The construction of the LSST, led by the US Department of Energy's (DOE) SLAC National Accelerator Laboratory, may enable us to see billions of objects for the first time. Currently, most of the energy density of the universe is in unknown form. What's more, as a probe of dark energy and matter, the LSST is unique in its use of multiple cross-checking probes that reach unprecedented precision.
The LSST Dark Energy Science Collaboration (DESC) will produce about 30 Terabytes per night, which means the computing demands will be enormous. The total data volume expected will be on the order of several hundred Petabytes and require 100 TeraFlops of computing power. The DOE's Fermi National Accelerator Laboratory (Fermilab), in partnership with other institutions, is developing innovative software for scientists to explore the LSST's huge data sets.
Scott Dodelson, Fermilab astrophysicist, convened the DESC Software Working Group to design a software framework that will facilitate collaboration and use of LSST tools by all DESC scientists. The framework links software programs written specifically for the LSST with others written externally and runs them on Fermilab's FermiGrid, which in turn is connected to the US National Science Foundation's Open Science Grid (OSG).
Steve Kent, Jim Kowalkowski, Marc Paterno, and Saba Sehrish, all in Fermilab's Scientific Computing Division, developed the DESC framework and demonstrated it at the International Conference for High Performance Computing, Networking, Storage and Analysis (SC14). "The demo was an end-to-end simulation of LSST data and science analyses - that was the really important thing," says Kent. "It was a walk-through of all the steps with an eye on eventually expanding to the LSST scale."
Led by Sehrish, the group ran image simulations through the software framework and then through CosmoSIS, a cosmological parameter estimation program. "The scientists running the DESC workflows will not have to worry about details such as file transport or access to supercomputers to do their dark energy science," says Paterno. "We demonstrated how this could be done."

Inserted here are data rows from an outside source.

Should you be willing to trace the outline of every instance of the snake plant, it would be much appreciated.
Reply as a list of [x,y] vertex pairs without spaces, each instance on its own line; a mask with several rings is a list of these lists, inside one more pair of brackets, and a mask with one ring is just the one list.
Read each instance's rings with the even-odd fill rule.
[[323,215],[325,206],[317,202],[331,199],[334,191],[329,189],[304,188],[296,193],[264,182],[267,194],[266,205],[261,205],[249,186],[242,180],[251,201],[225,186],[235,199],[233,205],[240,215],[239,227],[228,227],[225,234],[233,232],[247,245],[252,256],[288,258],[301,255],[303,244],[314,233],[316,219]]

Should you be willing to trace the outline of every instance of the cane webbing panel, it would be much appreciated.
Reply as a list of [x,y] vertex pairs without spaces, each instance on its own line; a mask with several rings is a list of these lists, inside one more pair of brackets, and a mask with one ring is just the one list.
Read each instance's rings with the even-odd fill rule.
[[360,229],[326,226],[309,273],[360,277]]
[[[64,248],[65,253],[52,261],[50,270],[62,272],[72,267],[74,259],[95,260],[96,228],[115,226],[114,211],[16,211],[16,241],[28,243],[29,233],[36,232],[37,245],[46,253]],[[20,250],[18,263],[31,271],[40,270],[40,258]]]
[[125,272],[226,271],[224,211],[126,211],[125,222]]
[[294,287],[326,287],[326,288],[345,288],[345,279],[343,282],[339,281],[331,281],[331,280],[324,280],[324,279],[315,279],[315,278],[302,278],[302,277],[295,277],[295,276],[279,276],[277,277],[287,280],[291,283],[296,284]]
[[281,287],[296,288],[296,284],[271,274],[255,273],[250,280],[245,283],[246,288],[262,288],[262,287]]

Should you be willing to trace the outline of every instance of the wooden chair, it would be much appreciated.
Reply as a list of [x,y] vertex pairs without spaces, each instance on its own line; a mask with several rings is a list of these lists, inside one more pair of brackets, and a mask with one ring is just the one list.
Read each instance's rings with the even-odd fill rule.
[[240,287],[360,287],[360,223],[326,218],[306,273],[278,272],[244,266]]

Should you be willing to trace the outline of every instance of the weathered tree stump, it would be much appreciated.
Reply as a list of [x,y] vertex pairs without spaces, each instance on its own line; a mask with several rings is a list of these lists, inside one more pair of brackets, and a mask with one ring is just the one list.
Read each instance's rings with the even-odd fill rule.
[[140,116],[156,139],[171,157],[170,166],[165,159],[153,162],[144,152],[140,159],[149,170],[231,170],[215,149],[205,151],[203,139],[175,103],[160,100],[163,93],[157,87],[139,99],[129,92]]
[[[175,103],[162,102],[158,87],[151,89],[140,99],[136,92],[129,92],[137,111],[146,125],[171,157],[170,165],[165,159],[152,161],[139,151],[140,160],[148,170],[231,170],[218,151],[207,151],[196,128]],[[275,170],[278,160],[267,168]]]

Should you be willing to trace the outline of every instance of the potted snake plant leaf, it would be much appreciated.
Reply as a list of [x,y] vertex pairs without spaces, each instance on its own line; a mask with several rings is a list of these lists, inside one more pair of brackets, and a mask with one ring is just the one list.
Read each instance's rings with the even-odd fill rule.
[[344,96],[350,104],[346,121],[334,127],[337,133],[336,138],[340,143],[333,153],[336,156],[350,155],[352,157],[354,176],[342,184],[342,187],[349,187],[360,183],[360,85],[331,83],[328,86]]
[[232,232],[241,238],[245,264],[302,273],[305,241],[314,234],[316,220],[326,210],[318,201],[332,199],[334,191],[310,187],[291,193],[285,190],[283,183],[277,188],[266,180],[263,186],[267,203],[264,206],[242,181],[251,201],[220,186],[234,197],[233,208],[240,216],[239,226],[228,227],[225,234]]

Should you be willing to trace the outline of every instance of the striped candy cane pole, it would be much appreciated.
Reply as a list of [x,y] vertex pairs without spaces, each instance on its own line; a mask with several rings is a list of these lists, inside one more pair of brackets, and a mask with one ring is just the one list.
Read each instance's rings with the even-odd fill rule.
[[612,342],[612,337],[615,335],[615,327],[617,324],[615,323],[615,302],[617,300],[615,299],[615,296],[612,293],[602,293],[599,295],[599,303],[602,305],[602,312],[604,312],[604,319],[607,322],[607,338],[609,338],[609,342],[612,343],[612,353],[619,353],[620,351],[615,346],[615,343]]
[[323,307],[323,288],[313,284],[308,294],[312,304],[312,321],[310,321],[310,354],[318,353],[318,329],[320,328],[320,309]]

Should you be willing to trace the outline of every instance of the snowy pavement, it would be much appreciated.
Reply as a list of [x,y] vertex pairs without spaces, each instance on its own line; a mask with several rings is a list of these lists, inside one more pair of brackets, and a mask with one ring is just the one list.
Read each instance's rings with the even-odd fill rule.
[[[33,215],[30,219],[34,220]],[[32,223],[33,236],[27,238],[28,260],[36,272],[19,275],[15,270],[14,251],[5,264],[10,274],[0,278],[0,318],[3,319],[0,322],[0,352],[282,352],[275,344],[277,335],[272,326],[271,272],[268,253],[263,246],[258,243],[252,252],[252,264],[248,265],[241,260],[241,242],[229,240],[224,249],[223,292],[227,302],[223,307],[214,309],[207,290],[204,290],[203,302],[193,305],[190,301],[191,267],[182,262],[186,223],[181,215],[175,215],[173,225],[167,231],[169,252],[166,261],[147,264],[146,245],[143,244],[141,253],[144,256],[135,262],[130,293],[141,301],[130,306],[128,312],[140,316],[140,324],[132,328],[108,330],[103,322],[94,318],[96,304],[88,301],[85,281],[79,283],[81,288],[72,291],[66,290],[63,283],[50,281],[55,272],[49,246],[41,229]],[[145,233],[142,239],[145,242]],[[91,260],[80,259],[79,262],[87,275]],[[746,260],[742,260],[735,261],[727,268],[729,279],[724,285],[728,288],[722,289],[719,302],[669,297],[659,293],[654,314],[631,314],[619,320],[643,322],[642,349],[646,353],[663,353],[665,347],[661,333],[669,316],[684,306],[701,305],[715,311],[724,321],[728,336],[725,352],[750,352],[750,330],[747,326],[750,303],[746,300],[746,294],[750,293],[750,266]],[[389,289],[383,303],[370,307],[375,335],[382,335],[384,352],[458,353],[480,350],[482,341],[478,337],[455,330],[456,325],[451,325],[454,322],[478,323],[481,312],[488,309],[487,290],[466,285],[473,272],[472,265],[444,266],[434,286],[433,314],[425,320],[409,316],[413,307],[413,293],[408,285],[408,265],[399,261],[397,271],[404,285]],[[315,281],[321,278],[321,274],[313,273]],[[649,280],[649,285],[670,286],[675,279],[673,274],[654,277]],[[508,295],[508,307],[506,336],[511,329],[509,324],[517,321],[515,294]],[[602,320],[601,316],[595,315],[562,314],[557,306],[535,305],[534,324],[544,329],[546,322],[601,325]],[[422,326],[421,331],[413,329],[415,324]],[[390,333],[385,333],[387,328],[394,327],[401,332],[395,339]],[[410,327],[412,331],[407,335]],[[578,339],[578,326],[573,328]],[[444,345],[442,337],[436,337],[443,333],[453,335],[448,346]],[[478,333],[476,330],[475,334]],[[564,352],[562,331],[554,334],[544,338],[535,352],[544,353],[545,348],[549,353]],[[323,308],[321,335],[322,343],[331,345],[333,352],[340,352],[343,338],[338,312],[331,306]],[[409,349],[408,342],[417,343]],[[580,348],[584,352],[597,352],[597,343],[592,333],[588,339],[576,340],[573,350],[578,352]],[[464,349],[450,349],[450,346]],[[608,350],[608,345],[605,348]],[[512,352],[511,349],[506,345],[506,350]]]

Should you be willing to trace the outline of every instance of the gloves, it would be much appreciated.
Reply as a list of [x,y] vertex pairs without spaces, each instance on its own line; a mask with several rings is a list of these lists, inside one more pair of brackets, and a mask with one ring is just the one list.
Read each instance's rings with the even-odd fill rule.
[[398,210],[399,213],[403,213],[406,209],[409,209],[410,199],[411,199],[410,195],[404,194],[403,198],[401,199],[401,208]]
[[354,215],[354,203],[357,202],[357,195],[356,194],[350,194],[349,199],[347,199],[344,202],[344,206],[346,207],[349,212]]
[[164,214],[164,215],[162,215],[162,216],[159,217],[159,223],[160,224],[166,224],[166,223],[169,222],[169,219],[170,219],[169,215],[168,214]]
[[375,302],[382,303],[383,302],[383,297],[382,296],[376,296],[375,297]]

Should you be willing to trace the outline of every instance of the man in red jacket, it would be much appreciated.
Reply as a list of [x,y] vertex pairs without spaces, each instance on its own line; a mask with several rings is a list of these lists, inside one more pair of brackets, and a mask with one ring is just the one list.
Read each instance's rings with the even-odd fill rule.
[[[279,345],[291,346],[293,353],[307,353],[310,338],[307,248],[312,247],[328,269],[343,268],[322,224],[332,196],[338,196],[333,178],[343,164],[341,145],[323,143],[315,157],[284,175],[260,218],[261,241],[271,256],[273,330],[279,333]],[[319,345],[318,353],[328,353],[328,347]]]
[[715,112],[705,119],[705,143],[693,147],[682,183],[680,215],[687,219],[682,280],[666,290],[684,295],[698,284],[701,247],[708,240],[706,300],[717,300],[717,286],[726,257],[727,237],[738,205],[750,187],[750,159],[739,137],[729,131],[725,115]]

"LSST will truly be a next-generation survey. It will surpass preceding surveys in terms of data size in its first few months of operation," says University of Pennsylvania astrophysicist Bhuvnesh Jain, spokesperson for DESC. "The work of the Fermilab group is really going to pave the way for a new mode of doing software analyses and how people collaborate. I think it will have far-reaching implications for how we do cosmology."